The Robinhood server operations team published a series of articles detailing their metrics collection, monitoring and alerting infrastructure. OpenTSDB, Grafana, Kafka and Riemann form the core of the stack, with Kafka acting as a proxy layer from which the data is pushed into Riemann for stream processing of the metrics and into OpenTSDB for storage.
The tech stack at Robinhood is mostly Python with some Golang. There is a lot of dependency on metrics for debugging and monitoring of the production servers. Metrics collection is primarily done using the OpenTSDB metrics collection database, which comes with many standard collectors (called tcollectors) for various software stacks. OpenTSDB also supports plugging in custom collectors which can gather metrics and push them into OpenTSDB using its telnet or HTTP endpoints. In Robinhood’s case, the metrics data is first sent into a Kafka proxy.
On each server, standard and custom tcollectors send data to Kafka. Applications are instrumented using statsd libraries, which send application metrics to a local statsd process running on each server box. The statsd server implementation used is statsite, written in C. A custom adapter converts the statsd metrics to local tcollector metrics, which are then sent to OpenTSDB via Kafka. The tcollector process outputs metrics to stdout that are pushed to Kafka using a Python script.
Since OpenTSDB forms the backbone of the metrics collection system, it needs to be highly available. InfoQ got in touch with Aravind Gottipati, operations engineer at Robinhood, to find out more:
Robinhood runs multiple independent OpenTSDB instances, each of which independently consumes the same metric stream from Kafka. This allows us to load balance requests (since they are all the same) to any of these OpenTSDB instances. This also give us easy HA. We don't run a full HBase cluster - instead each of these instances runs a local single node HBase server (+ master).

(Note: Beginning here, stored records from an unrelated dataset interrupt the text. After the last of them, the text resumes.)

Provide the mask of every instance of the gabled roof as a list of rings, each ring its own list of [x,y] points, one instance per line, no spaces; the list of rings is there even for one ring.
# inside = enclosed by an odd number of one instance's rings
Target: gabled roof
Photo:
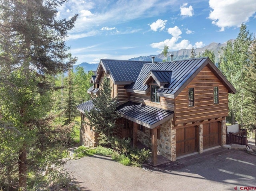
[[[92,76],[92,78],[91,78],[91,81],[90,81],[90,83],[93,84],[95,84],[96,79],[96,75],[93,75]]]
[[[150,129],[164,123],[173,116],[173,112],[134,102],[129,102],[117,108],[124,118]]]
[[[171,70],[151,70],[144,81],[144,85],[148,85],[154,80],[159,86],[164,86],[171,83]]]
[[[84,114],[94,108],[92,100],[76,106],[77,109]],[[129,102],[116,108],[123,117],[143,126],[153,129],[173,117],[173,112]]]
[[[92,86],[90,88],[87,90],[87,93],[90,94],[94,90],[94,86]]]
[[[97,69],[98,81],[103,71],[109,74],[114,84],[129,85],[135,81],[143,65],[149,61],[101,59]]]
[[[170,83],[164,88],[159,89],[158,94],[160,96],[174,98],[206,65],[223,83],[229,93],[236,92],[234,88],[208,57],[145,64],[136,81],[126,87],[126,90],[129,92],[146,94],[149,91],[149,86],[144,83],[150,71],[172,71]]]

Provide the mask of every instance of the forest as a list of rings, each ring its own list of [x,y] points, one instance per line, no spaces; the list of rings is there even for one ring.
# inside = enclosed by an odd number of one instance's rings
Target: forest
[[[66,1],[0,0],[0,190],[57,190],[71,180],[60,159],[77,142],[76,106],[90,99],[92,73],[73,71],[76,58],[65,39],[78,15],[56,19],[57,8]],[[255,36],[242,24],[223,50],[218,67],[237,91],[229,95],[227,120],[252,132]]]

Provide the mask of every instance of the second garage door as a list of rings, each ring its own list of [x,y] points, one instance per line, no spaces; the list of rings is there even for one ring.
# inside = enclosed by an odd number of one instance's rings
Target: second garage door
[[[197,152],[198,150],[198,128],[192,126],[176,130],[176,155]]]
[[[220,143],[220,124],[214,122],[203,125],[203,148],[219,145]]]

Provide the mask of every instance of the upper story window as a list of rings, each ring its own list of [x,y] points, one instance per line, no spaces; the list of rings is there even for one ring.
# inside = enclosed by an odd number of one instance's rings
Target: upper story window
[[[193,107],[194,105],[194,88],[188,88],[188,106]]]
[[[158,86],[151,86],[151,101],[159,103],[160,102],[160,97],[157,95],[157,90],[159,88]]]
[[[214,104],[219,103],[219,87],[213,87],[213,100]]]

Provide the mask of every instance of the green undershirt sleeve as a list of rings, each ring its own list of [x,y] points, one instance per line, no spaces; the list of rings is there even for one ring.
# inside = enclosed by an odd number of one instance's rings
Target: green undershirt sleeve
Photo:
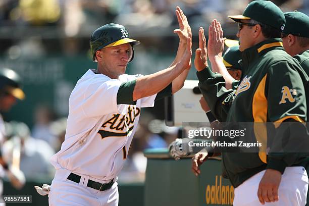
[[[117,92],[117,105],[136,105],[136,101],[133,100],[136,80],[123,83]]]

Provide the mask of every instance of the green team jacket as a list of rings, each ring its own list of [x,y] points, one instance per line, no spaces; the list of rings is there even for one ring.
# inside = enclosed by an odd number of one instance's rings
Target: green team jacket
[[[209,68],[197,73],[199,88],[215,117],[227,122],[305,122],[304,85],[308,84],[309,78],[297,61],[284,51],[281,39],[260,42],[245,50],[242,56],[243,73],[236,90],[227,90],[222,76]],[[282,127],[276,129],[288,129]],[[260,136],[255,135],[256,139]],[[291,153],[224,152],[223,173],[236,187],[266,169],[283,173],[286,167],[298,164],[302,157]]]

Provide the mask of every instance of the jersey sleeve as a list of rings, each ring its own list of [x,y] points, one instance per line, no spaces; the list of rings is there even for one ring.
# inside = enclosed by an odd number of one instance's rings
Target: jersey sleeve
[[[266,96],[268,121],[275,122],[276,128],[274,136],[270,137],[273,143],[268,155],[267,169],[278,170],[282,174],[286,167],[297,163],[303,158],[303,154],[286,153],[289,151],[278,152],[279,149],[276,148],[278,146],[280,148],[283,143],[289,144],[288,145],[292,145],[295,141],[304,143],[305,139],[303,139],[304,141],[298,141],[299,139],[307,138],[304,125],[286,124],[286,122],[297,124],[306,121],[304,86],[297,67],[297,65],[281,61],[272,65],[267,73]],[[282,122],[286,123],[284,125]],[[296,128],[297,134],[295,132]],[[299,136],[300,133],[302,135]]]
[[[281,61],[269,69],[266,87],[269,122],[280,123],[288,118],[306,121],[305,93],[297,67]]]
[[[225,88],[225,80],[221,74],[213,72],[209,67],[197,72],[198,87],[210,106],[212,113],[219,122],[225,122],[231,105],[234,91]]]
[[[100,83],[90,84],[85,91],[82,102],[75,100],[75,104],[81,104],[81,108],[87,117],[118,113],[117,92],[122,82],[111,79]]]

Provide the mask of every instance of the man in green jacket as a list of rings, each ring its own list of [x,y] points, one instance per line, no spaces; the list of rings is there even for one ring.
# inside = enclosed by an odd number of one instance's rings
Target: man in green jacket
[[[282,123],[306,121],[303,85],[308,77],[282,47],[279,37],[285,23],[283,13],[271,2],[257,1],[248,5],[243,15],[230,17],[239,24],[242,78],[236,90],[226,90],[222,76],[208,68],[206,49],[200,43],[194,64],[204,97],[220,121],[276,123],[276,135],[269,138],[274,141],[282,135],[293,138],[291,128]],[[260,139],[265,136],[263,131],[253,129],[256,140],[263,141]],[[234,205],[304,204],[306,173],[302,167],[292,167],[303,157],[295,153],[267,153],[265,146],[262,147],[259,153],[222,154],[224,174],[235,187]]]

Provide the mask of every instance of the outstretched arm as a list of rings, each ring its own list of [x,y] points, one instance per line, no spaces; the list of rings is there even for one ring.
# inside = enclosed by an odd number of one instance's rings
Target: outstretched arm
[[[186,48],[180,62],[167,69],[138,78],[133,92],[133,101],[158,93],[183,72],[189,70],[191,67],[191,38],[188,37]]]
[[[174,33],[177,33],[178,35],[179,44],[176,58],[170,67],[175,65],[175,64],[180,61],[180,59],[183,56],[186,50],[187,38],[189,37],[192,38],[192,31],[188,23],[188,20],[179,7],[177,7],[176,8],[176,14],[177,17],[179,28],[174,30]],[[173,81],[172,83],[172,94],[176,93],[182,88],[188,73],[189,73],[189,70],[184,70]]]
[[[227,71],[222,61],[222,53],[224,49],[223,30],[220,22],[216,19],[212,22],[208,31],[208,56],[212,64],[212,70],[214,72],[221,74],[225,80],[225,87],[227,89],[232,88],[232,83],[235,80]]]

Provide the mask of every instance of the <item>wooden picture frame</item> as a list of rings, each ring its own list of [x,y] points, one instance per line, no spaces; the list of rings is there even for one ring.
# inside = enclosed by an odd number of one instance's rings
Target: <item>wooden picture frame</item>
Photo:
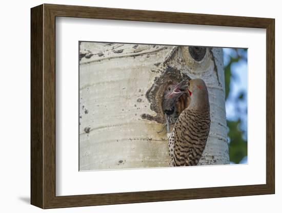
[[[275,193],[274,19],[44,4],[31,9],[31,203],[42,208],[173,201]],[[153,22],[266,29],[266,184],[56,196],[55,17]]]

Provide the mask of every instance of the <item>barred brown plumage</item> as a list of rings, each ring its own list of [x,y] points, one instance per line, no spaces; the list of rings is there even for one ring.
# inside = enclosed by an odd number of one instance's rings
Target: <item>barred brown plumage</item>
[[[197,165],[210,131],[210,105],[206,83],[200,79],[191,79],[189,82],[189,105],[179,115],[169,137],[172,166]]]

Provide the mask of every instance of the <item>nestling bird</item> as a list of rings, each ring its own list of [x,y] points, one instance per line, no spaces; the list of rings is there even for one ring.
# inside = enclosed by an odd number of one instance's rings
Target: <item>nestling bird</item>
[[[178,94],[174,94],[173,97],[171,96],[171,92],[173,90],[180,90],[183,89],[182,87],[185,86],[185,80],[183,80],[180,83],[178,84],[170,84],[168,85],[165,90],[164,96],[163,97],[163,102],[162,103],[162,106],[166,119],[166,123],[164,125],[164,126],[162,130],[158,132],[158,133],[161,133],[164,131],[165,127],[167,126],[167,132],[169,132],[169,124],[171,123],[174,123],[176,120],[175,118],[173,117],[175,116],[175,112],[180,112],[183,109],[186,108],[186,104],[187,102],[185,101],[185,99],[187,98],[187,97],[183,96],[183,95],[186,93],[185,92],[182,92]],[[186,88],[184,88],[184,90]],[[183,97],[182,97],[183,96]],[[177,102],[178,101],[178,102]]]
[[[167,94],[166,107],[173,106],[174,101],[186,92],[183,91],[183,83],[174,87]],[[190,80],[186,91],[189,105],[178,116],[169,137],[172,166],[196,165],[210,131],[210,105],[206,83],[200,79]]]

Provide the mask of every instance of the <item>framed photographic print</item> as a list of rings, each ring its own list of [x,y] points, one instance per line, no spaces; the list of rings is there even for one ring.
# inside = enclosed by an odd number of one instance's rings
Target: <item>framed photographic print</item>
[[[271,18],[32,8],[31,204],[274,194],[274,53]]]

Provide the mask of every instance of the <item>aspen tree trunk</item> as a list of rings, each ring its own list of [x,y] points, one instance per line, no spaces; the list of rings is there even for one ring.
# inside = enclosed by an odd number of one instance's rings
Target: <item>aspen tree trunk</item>
[[[157,133],[163,84],[187,76],[209,91],[210,131],[198,165],[229,163],[221,48],[202,56],[173,46],[83,42],[79,49],[80,170],[168,166],[167,133]]]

Kafka is used as an intermediary so that multiple consumers can process data in different ways, one of them being to transform and push metrics into OpenTSDB. It also enables handling of increasing volumes of data by sharding it across multiple OpenTSDB servers if needed. Using Kafka as a proxy also allows for pausing and resuming the consumers for maintenance. The bridge between Kafka and OpenTSDB is a console-based consumer which prints to stdout. This is pushed to an OpenTSDB telnet listener using netcat.
Grafana, a visualization tool which supports Graphite, InfluxDB and OpenTSDB backends, is used for viewing metrics. CloudWatch metrics can also be plugged in into the same dashboard.
Riemann forms a key part of the monitoring and alerting workflow at Robinhood. Traditional alerting systems like Sensu - which is also used at Robinhood - depend on point in time views of metrics. They are not amenable to historical views for various reasons, including difficulties in writing such queries as well as the high latencies involved in running them. Some metrics systems might also not support historical records, and interpolation has to suffice for missing data points. OpenTSDB does do well in some of these, so why Riemann? "OpenTSDB depends on HBase and in general excels at pulling an entire range of the keyspace out from HBase. Pulling out a single metric point at an exact timestamp is not its forte. Using it for alerting would mean exactly that - pulling out and examining metric points at some exact timestamps of your choosing. While the queries are usually pretty expedient - it still has to scan through an entire key range just to extract single data points", says Gottipati.
Stream processing involves defining rules and filters and then streaming the data through them. An alert is triggered when a filter or a rule matches. Riemann can aggregate metrics streams from various sources and run them against a stream processing language. The entire metrics collection system ties in into Riemann using a Kafka consumer which pushes data into Riemann. The naming convention for metrics is influenced by OpenTSDB, where each metric has a type, host and role associated with each event as key-value pair tags. netcat is used here also to push data into Riemann, where the roles (e.g. webserver, db) that are tagged into each event by the originating tcollector are converted into Riemann tags. This makes it easy to use the built-in filter functions in Riemann. A wrapper DSL over Riemann primitives developed in-house helps developers to use it easily. Such systems are key to DevOps collaboration, so what were the key milestones in instituting a DevOps culture at Robinhood? Gottipati responded:
We built some sample dashboards that helped highlight the different system metrics we were collecting, as well as application metrics dashboards (from statsd metrics). We started using and sharing these dashboards in response to a variety of troubleshooting requests and thus got the senior folks to start using them. After a little while, we helped the same folks to put together more application specific dashboards and this got the process going. The backend/application teams build and maintain a variety of dashboards - some of which operations folks don't even know about. They train the incoming engineers on looking up and using these dashboards.
For viewing events in Riemann, an Elasticsearch (ELS) instance is used instead of the default Riemann dashboard. Around 50% of the events from Kafka are pushed into ELS, with a peak of around 20,000 events / second.